As investigações iniciaram no mês de dezembro, quando a mãe da vítima procurou a delegacia para fazer a denúncia do abuso da filha. Segundo as informações, a menina ficava sob os cuidados dos bisavós, enquanto a mãe trabalhava.

O fato passou a ser percebido após a criança ter uma mudança no comportamento, passando a apresentar alguns sinais como irritabilidade e agressividade, retornando para casa estressada.

Entre outras questões, a menor passou a se recusar a tomar banho na casa dos bisavós e, no horário de ser buscada pela mãe, já aguardava de capacete, demonstrando pressa extrema em deixar o local.

Abusos e prisão

O caso veio à tona no final de dezembro, quando durante uma conversa com a mãe, ao ser orientada sobre a importância de ninguém tocar em suas partes íntimas, a criança respondeu que “o biso faz isso”. Durante a conversa, a menina relatou que o bisavô passava a mão em suas nádegas e a abraçava de forma inapropriada e “apertada”.

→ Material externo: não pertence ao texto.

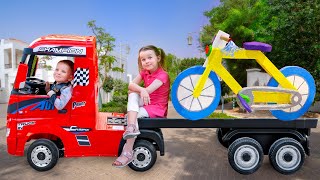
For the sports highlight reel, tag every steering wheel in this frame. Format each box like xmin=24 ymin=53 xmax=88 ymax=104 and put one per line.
xmin=26 ymin=77 xmax=46 ymax=94
xmin=26 ymin=77 xmax=46 ymax=87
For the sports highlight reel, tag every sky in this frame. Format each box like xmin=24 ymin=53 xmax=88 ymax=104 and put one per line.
xmin=0 ymin=0 xmax=219 ymax=75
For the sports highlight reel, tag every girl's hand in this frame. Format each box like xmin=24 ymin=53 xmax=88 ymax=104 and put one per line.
xmin=140 ymin=88 xmax=151 ymax=105
xmin=44 ymin=82 xmax=50 ymax=93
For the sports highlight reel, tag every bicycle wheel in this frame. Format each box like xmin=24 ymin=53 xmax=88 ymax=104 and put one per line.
xmin=171 ymin=66 xmax=221 ymax=120
xmin=268 ymin=66 xmax=316 ymax=121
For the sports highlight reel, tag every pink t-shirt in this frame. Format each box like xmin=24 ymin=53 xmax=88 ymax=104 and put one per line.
xmin=140 ymin=67 xmax=170 ymax=118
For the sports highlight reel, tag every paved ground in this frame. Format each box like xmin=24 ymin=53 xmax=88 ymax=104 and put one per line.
xmin=0 ymin=104 xmax=320 ymax=180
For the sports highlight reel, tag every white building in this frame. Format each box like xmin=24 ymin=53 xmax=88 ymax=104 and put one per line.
xmin=0 ymin=39 xmax=28 ymax=103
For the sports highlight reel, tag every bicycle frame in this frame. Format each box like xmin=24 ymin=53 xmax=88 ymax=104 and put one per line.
xmin=193 ymin=48 xmax=297 ymax=103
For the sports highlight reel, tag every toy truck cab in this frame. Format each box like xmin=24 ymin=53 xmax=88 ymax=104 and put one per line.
xmin=7 ymin=35 xmax=104 ymax=167
xmin=6 ymin=35 xmax=164 ymax=171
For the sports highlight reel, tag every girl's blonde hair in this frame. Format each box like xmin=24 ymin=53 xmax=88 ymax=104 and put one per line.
xmin=138 ymin=45 xmax=166 ymax=71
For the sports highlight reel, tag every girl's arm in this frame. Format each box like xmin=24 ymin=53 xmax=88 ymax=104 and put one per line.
xmin=128 ymin=74 xmax=163 ymax=105
xmin=128 ymin=74 xmax=143 ymax=93
xmin=54 ymin=86 xmax=72 ymax=110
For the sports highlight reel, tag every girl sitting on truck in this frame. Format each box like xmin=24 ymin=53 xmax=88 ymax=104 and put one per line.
xmin=112 ymin=45 xmax=170 ymax=167
xmin=45 ymin=60 xmax=73 ymax=110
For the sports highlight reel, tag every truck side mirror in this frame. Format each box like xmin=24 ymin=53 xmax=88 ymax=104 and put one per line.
xmin=13 ymin=64 xmax=28 ymax=89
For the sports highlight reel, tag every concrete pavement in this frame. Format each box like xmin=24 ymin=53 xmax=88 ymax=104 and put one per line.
xmin=0 ymin=104 xmax=320 ymax=180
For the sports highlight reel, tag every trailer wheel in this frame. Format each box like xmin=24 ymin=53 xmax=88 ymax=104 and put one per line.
xmin=228 ymin=137 xmax=263 ymax=174
xmin=269 ymin=138 xmax=305 ymax=174
xmin=27 ymin=139 xmax=59 ymax=171
xmin=216 ymin=128 xmax=228 ymax=148
xmin=129 ymin=140 xmax=157 ymax=171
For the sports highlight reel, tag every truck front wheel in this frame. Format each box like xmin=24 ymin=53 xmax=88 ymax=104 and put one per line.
xmin=129 ymin=140 xmax=157 ymax=171
xmin=27 ymin=139 xmax=59 ymax=171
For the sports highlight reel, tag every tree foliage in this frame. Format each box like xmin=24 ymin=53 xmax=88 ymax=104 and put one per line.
xmin=87 ymin=20 xmax=123 ymax=92
xmin=267 ymin=0 xmax=320 ymax=100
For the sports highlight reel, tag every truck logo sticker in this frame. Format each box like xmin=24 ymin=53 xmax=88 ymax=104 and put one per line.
xmin=17 ymin=121 xmax=36 ymax=130
xmin=72 ymin=101 xmax=86 ymax=109
xmin=76 ymin=135 xmax=91 ymax=146
xmin=73 ymin=67 xmax=89 ymax=87
xmin=33 ymin=45 xmax=86 ymax=56
xmin=31 ymin=100 xmax=54 ymax=111
xmin=7 ymin=98 xmax=54 ymax=114
xmin=62 ymin=126 xmax=91 ymax=134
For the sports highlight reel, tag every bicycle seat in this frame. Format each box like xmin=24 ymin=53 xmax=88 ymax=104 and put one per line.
xmin=243 ymin=41 xmax=272 ymax=52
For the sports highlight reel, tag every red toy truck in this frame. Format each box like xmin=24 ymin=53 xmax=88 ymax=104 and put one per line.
xmin=7 ymin=35 xmax=163 ymax=171
xmin=6 ymin=35 xmax=318 ymax=174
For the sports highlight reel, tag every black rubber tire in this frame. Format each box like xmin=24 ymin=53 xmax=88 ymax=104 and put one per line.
xmin=128 ymin=139 xmax=157 ymax=172
xmin=269 ymin=137 xmax=305 ymax=175
xmin=27 ymin=139 xmax=59 ymax=171
xmin=228 ymin=137 xmax=263 ymax=175
xmin=216 ymin=128 xmax=229 ymax=148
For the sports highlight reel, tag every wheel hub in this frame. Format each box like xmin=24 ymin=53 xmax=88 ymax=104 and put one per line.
xmin=242 ymin=153 xmax=251 ymax=162
xmin=276 ymin=145 xmax=301 ymax=171
xmin=37 ymin=152 xmax=46 ymax=160
xmin=137 ymin=153 xmax=146 ymax=161
xmin=31 ymin=145 xmax=52 ymax=167
xmin=132 ymin=147 xmax=152 ymax=168
xmin=283 ymin=153 xmax=293 ymax=162
xmin=234 ymin=145 xmax=259 ymax=170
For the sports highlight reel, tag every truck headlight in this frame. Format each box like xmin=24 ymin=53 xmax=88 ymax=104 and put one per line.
xmin=6 ymin=128 xmax=10 ymax=137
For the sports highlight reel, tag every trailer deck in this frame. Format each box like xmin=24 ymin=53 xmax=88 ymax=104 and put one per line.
xmin=139 ymin=118 xmax=318 ymax=129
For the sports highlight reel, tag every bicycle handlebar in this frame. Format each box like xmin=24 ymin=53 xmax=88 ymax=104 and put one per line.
xmin=220 ymin=36 xmax=231 ymax=42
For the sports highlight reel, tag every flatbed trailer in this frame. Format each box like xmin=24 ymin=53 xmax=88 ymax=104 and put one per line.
xmin=124 ymin=118 xmax=318 ymax=174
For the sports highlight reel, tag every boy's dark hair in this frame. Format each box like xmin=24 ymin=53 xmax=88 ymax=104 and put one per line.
xmin=138 ymin=45 xmax=166 ymax=71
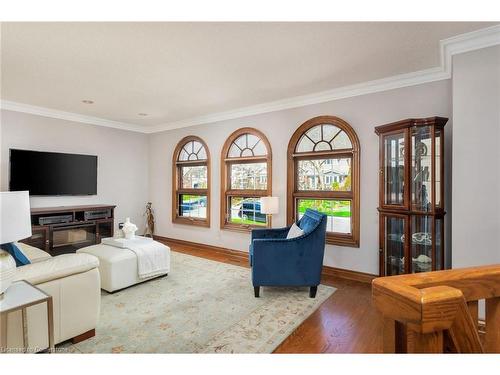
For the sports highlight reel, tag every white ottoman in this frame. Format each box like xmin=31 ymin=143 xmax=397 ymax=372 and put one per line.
xmin=77 ymin=244 xmax=170 ymax=292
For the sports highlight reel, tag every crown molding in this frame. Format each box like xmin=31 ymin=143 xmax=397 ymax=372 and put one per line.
xmin=0 ymin=100 xmax=146 ymax=133
xmin=0 ymin=25 xmax=500 ymax=133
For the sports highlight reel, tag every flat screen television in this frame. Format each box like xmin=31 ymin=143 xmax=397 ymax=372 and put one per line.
xmin=9 ymin=149 xmax=97 ymax=195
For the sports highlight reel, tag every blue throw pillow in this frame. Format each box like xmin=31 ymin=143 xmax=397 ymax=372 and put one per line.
xmin=299 ymin=215 xmax=318 ymax=233
xmin=0 ymin=242 xmax=31 ymax=267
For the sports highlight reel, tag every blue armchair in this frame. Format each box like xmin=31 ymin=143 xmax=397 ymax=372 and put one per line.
xmin=249 ymin=209 xmax=327 ymax=298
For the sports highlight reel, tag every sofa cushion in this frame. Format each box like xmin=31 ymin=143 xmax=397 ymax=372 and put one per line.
xmin=15 ymin=254 xmax=99 ymax=285
xmin=16 ymin=242 xmax=52 ymax=263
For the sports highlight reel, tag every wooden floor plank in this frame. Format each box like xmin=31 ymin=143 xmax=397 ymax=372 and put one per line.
xmin=160 ymin=239 xmax=383 ymax=353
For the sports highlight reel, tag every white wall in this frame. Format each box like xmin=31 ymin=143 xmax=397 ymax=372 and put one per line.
xmin=149 ymin=81 xmax=451 ymax=274
xmin=452 ymin=46 xmax=500 ymax=268
xmin=0 ymin=110 xmax=149 ymax=230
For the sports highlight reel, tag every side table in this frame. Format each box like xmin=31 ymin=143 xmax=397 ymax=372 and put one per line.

A criança também afirmou ter presenciado comportamento semelhante do suspeito com uma amiga. As duas menores foram ouvidas em escuta especializada realizada por psicólogos na delegacia, apresentando relatos consistentes, que confirmaram os abusos praticados pelo idoso.

Diante das evidências, a delegada titular da DEDMCAI de Sinop, Renata Evangelista, representou pela prisão preventiva do investigado, que foi deferida pela Justiça e cumprida pelos policiais da especializada, na residência do idoso. Interrogado na delegacia, o suspeito negou a prática dos abusos.

Após as providências da praxe na unidade policial, ele foi colocado à disposição da Justiça. “É importante que pais e responsáveis fiquem atentos a mudanças repentinas no comportamento de crianças, especialmente em relação à resistência em frequentar locais específicos ou interagir com determinados adultos”, reforçou a delegada.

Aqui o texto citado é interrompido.